Show fads may differ slightly, but quality cattle win the shows. People who do not compete in shows often are raising traditional type cattle with a type conformation that can not win under any fad or judge. Beware when people blame fads for their cattle's lack of competitive success.

"In Between Milker" - is a cow that gives too much milk for coffee, but not enough for cereal. In other words, she will starve a calf to death.

"Speaks for themselves" - is a phrase used in sale catalogs when the owner can't think of anything to say about the cattle. It normally doesn't mean anything.

"Proven sire" - is an often used term. It means the bull has had one or more calves. It's neither negative or positive. A sire can be proven "bad", "good" or otherwise.

"Goat Horned" - is a small horn set that points upward.

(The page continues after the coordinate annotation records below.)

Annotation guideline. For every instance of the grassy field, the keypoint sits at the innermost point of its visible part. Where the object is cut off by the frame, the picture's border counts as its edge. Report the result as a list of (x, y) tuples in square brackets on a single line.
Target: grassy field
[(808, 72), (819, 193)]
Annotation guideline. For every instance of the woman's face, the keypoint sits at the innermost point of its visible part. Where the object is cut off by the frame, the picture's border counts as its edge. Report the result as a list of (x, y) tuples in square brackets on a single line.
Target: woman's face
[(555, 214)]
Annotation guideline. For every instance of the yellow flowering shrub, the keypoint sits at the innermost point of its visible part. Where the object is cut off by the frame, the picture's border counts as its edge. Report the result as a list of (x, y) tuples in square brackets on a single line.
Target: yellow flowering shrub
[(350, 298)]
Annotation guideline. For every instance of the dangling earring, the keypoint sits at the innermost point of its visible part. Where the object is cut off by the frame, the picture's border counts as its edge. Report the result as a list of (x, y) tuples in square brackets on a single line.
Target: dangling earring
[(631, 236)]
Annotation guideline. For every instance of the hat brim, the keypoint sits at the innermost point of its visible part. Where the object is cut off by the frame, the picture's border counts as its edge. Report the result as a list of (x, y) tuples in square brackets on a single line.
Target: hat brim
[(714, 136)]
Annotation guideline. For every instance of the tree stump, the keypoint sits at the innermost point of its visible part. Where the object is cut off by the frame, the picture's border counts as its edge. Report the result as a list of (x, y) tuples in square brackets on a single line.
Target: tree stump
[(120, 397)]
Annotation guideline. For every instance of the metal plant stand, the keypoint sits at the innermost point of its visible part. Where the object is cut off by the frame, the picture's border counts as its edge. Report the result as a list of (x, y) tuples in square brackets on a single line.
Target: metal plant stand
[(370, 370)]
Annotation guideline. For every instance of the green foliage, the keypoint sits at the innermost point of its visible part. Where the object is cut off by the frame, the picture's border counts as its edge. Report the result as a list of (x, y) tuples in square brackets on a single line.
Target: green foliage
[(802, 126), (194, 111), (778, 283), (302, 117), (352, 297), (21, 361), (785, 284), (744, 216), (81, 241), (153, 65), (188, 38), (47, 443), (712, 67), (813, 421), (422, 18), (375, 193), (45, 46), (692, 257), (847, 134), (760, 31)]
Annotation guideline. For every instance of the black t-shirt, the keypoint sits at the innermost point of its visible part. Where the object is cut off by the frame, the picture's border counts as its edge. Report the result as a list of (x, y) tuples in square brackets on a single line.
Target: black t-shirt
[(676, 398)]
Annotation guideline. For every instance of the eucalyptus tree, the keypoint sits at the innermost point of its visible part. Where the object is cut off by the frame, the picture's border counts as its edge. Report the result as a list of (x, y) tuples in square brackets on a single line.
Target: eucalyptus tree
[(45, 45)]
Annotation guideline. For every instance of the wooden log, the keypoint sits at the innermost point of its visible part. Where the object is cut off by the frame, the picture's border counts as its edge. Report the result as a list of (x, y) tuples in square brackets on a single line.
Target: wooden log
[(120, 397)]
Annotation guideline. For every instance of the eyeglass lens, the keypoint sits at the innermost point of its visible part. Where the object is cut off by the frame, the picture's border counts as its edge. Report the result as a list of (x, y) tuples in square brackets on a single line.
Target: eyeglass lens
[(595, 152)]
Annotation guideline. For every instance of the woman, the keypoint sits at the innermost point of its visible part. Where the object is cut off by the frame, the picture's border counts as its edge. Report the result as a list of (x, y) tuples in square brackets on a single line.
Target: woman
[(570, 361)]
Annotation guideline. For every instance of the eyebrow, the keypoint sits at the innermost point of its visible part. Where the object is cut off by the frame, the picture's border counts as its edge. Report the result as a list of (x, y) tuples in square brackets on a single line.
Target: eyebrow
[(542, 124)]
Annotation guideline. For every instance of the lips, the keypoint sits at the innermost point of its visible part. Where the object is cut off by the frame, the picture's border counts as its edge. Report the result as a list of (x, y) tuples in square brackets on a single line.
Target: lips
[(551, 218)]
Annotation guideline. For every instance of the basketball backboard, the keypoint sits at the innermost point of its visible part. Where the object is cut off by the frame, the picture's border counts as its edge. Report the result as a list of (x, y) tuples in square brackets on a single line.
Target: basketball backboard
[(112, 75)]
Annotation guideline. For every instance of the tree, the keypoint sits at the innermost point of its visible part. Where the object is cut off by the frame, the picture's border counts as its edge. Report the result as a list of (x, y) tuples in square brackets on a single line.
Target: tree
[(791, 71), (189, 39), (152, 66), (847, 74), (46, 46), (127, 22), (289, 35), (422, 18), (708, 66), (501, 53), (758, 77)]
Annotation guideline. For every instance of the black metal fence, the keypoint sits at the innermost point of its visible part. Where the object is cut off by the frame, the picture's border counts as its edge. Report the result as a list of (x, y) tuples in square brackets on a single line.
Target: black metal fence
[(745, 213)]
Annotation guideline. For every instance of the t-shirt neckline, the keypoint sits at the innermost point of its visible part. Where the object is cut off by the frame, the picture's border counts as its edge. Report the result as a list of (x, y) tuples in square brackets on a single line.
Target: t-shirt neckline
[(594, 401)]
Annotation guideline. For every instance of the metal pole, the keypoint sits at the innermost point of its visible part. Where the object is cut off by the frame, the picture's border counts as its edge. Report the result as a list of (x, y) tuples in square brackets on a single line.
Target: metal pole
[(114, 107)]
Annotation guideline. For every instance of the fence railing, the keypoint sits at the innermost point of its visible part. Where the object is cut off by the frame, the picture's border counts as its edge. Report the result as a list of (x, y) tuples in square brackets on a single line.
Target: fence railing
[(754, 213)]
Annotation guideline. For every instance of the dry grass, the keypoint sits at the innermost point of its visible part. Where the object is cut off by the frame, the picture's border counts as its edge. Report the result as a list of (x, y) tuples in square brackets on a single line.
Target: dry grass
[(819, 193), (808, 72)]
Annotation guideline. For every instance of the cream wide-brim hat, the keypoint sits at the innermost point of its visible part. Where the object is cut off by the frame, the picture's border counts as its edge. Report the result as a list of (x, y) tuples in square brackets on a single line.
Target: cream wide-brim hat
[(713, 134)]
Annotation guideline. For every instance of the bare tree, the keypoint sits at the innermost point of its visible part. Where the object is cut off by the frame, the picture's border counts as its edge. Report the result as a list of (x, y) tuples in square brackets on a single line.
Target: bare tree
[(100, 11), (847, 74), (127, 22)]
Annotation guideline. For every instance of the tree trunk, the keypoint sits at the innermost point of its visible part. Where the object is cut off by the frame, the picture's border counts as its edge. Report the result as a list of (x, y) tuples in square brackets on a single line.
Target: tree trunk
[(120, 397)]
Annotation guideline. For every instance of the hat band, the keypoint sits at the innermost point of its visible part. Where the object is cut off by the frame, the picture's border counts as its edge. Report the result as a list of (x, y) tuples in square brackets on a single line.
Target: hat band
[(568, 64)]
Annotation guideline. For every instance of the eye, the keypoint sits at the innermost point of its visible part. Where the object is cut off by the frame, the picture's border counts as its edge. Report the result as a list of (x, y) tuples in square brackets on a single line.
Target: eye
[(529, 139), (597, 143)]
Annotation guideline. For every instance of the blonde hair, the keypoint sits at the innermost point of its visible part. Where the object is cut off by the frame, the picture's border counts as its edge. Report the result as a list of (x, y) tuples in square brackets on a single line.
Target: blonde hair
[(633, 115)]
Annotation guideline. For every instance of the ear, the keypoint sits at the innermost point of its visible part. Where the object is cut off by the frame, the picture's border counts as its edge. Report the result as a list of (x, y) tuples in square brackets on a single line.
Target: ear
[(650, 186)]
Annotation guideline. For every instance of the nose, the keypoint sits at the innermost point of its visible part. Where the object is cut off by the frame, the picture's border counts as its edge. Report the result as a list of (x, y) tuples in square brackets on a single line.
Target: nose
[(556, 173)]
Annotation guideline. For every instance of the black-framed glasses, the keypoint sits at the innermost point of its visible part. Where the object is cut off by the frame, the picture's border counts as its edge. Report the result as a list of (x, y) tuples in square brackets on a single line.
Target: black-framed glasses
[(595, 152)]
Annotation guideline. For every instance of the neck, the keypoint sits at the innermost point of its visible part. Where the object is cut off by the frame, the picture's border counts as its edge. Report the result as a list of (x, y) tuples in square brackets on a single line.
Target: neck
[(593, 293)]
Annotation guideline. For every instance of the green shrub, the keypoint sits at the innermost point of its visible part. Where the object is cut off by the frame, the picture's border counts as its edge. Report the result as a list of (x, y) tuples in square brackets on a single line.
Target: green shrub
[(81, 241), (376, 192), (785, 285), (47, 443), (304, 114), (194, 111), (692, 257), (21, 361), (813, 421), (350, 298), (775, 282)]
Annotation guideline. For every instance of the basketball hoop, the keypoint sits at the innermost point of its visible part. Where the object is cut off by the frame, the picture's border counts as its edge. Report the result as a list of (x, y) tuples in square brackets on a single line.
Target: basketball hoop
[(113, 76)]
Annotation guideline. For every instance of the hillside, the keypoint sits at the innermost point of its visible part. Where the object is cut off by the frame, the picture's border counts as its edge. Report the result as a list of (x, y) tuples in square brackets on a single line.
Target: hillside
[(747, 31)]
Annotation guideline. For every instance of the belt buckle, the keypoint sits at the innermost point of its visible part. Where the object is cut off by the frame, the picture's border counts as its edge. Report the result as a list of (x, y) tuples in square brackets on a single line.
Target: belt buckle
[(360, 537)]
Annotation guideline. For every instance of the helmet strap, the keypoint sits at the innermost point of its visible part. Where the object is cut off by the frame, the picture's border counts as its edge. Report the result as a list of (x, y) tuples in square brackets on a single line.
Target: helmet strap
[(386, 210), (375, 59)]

"Flat Horned" - is a lateral horn growth direction that grows out and not up or down.

"Profile" - is the line of anatomy created by the side view silhouette or outline shape of cattle.

"Pedigree" - a record of a line of ancestors making an expanded shape by genealogical chart lines. The more proven high quality animals close up in a pedigree, the more value to the pedigree. Each generation reduces the contribution of an ancestor by 50%. A strong known pedigree is one of the most important value traits in quality cattle.

For all entry level Longhorn students, perhaps this will help understand the jargon. All that remains is to watch your boots and don't step in the hoya-hoya!